Raymond Williams akzeptierte die Kritik und stellte fest, dass sein „Appell an die Erfahrung“, die Einheit des gesellschaftlichen Prozesses zu begründen, „problematisch“ sei. Und weiter: „Zu bestimmten Zeiten scheint es gerade die Erfahrung in ihrer schwächsten Form zu sein, die jede Erkenntnis der Einheit des Prozesses zu blockieren scheint.“ [xxiv]. Die Verwendung zusammengesetzter Ausdrücke garantiert nicht immer eine gut durchgeführte Synthese zwischen Materie und Bewusstsein, wie sie von Marx durchgeführt wurde. Phänomene wie Entfremdung und Verdinglichung stehen nicht zufällig im Mittelpunkt der Überlegungen von Raymond Williams und werden vom souveränen „praktischen Gewissen“ und den Tugenden einer in der Unmittelbarkeit gefangenen Erfahrung feierlich ignoriert.

*Celso Frederico ist pensionierter Seniorprofessor an der ECA-USP. Autor, unter anderem von Essays über Marxismus und Kultur (Morula). [https://amzn.to/3rR8n82]

Aufzeichnungen


[I] In Brasilien begann die Verbreitung von Williams‘ Werk mit der Arbeit von Maria Elisa Cevasco. Siehe übrigens CEVASCO, Maria Elisa. Paraler Raymond Williams (São Paulo: Paz e Terra, 2001) und „Kultur: ein britisches Thema im westlichen Marxismus“. in MUSSE, Ricardo und LOUREIRO, Isabel (orgs.). Kapitel des westlichen Marxismus (São Paulo: Unesp, 1998); GLASER, André. Raymond Williams. Kultureller Materialismus (São Paulo: Biblioteca 24 hora, 2011); PALACIOS, Fabio Azevedo. Marxismus, Kommunikation und Kultur (USP: 2014); RIVETTI, Hugo. Kritik und Moderne bei Raymond Williams (USP: 2015) und Die lange Reise: Raymond Williams, Politik und Sozialismus (USP; 2012); SOUZA MARTINS, Angela Maria und NEVES, Lúcia Maria Wanderley. Kultur und sozialer Wandel. Gramsci, Thompson und Williams (Rio de Janeiro: Mercado de Letras, 2021).

[Ii] VRANICKI, Petrag. Geschichte des Marxismus (Rom: Riuniti, 1972).

[Iii] PETRUCCIANI, Stefano. Geschichte des Marxismus (Rom: Carocci, 2015).

[IV] ANDERSON, Perry. Gedanken zum westlichen Marxismus (Porto: Afrontamento, s/d), S. 137.

[V] WILLIAMS, Raymond. „Sie sind ein Marxist, nicht wahr?“ in Ressourcen der Hoffnung (São Paulo: Unesp, 2014), S. 34-5.

[Vi] EAGLETON, Terry. Die Funktion der Kritik (São Paulo: Martins Fontes, 1991), S. 104.

[Vii] HALL, Stuart. Aus der Diaspora. Kulturelle Identitäten und Vermittlungen (Belo Horizonte: UFMG/UNESCO, 2003), S. 207.

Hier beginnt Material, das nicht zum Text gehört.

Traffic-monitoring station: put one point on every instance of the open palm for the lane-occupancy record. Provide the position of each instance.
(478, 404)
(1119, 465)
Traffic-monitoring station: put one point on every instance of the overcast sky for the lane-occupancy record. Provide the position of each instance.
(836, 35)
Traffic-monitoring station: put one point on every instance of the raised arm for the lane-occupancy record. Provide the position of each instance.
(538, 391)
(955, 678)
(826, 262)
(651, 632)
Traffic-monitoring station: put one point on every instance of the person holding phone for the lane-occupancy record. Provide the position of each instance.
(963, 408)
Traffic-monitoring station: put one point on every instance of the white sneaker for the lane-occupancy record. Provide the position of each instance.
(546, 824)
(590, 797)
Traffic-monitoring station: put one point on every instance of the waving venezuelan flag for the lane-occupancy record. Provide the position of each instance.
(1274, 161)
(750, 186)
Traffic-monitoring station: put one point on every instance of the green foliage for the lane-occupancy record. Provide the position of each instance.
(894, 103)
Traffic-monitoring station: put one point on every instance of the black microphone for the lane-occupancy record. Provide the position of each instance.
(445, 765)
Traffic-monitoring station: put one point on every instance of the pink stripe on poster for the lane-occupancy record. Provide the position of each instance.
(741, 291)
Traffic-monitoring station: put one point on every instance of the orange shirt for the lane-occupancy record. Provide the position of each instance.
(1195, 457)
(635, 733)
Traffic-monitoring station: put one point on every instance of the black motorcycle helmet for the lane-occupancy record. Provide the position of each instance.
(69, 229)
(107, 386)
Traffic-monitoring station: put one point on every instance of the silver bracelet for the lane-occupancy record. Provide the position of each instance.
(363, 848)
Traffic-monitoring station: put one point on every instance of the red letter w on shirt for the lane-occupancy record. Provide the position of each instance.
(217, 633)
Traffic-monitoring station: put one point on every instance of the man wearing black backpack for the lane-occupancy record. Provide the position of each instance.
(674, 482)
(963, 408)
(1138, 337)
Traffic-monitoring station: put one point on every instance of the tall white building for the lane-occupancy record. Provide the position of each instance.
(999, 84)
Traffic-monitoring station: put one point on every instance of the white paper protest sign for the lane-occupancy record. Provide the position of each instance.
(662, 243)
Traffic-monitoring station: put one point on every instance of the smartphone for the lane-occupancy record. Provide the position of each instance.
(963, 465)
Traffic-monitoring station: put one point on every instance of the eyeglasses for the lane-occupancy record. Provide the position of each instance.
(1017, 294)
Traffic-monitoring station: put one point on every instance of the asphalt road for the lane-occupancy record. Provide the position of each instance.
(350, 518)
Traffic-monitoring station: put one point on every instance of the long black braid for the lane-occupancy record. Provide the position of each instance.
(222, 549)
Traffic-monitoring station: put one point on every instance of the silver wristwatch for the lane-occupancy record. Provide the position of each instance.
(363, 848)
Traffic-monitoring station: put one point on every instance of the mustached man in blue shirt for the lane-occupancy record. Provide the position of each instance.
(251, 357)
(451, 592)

[VIII] Sehen MÜLHERN, Franziskus. „Kultur und Gesellschaft, damals und heute" im New Left Review, Nummer 55, 2009 (spanische Ausgabe).

[Ix] THOMPSON, Edward. „Die lange Revolution“, im New Left Review, Nummer 1/9, Mai-Juni 1961 und Nummer 1/10, Juli-August 1961. Eine weitere relevante Kritik wurde von KIERN, VG geäußert „Kultur und Gesellschaft" in Die neue Vernunft, Nummer 9, 1959.

[X] THOMPSON, Edward. „Die lange Revolution (Teil II)“, im New Left Review I/10, cit..

[Xi]. WILLIAMS, Raymond. Politik und Briefe (São Paulo: Unesp, 2013), S. 130.

[Xii]. Dasselbe, Seite 104.

[XIII]. SAYRE, Robert und LöWY, Michael. „Die romantische Strömung in den Sozialwissenschaften in England: Edward P. Thompson und Raymond Williams“, in der marxistischen Kritik, Nummer 8, S. 44.

[Xiv]. CARDOSO, Ciro Flamarion. „Die Gruppe und britische Kulturwissenschaften: EP Thompson im Kontext“, in MÜLLER, Ricardo Gaspar und DUARTE, Adriano Luiz (orgs.), EP Thompson: Politik und Leidenschaft (Chapecó: Argos, 2012), S.113.

[Xv]. SMITH, Dai. Raymond Williams. Das Porträt eines Kämpfers (Universität Valencia, 2011).

[Xvi]. WILLIAMS, Raymond. „Demokratie und Parlament“, in Ressourcen der Hoffnung, zit. P. 401.

[Xvii]. MATTELART, Armand und NEVEU, Érik. Einführung in die Kulturwissenschaften (São Paulo: Parábola, 2004), S. 40. Zur zentralen Bedeutung der Literatur im englischen Kulturleben siehe EAGLETON, Terry. „Der Aufstieg des Englischen“ inLiteraturtheorie: eine Einführung (São Paulo: Martins Fontes, s/d).

[Xviii]. WILLIAMS, Raymond. Politik und Briefe, cit. p.88.

[Xix] .Idem, S. 112.

[Xx] Idem, S. 113.

[xxi]. WILLIAMS, Raymond. „Der Bloomsbury-Kreis“, in Kultur und Materialismus, cit.

[xxii]. WILLIAMS, Raymond. Politik und Briefe, cit., Pp 151-160.

[xxiii]. Zur Kritik des Oberbefehlshabers siehe: HEGEL, GW Enzyklopädie der philosophischen Wissenschaften. Im Kompendium (1830) (São Paulo: Loyola, 2012), S. 46-7 und 146.

[xxiv]. WILLIAMS, Raymond. Politik und Briefe, cit., S. 132.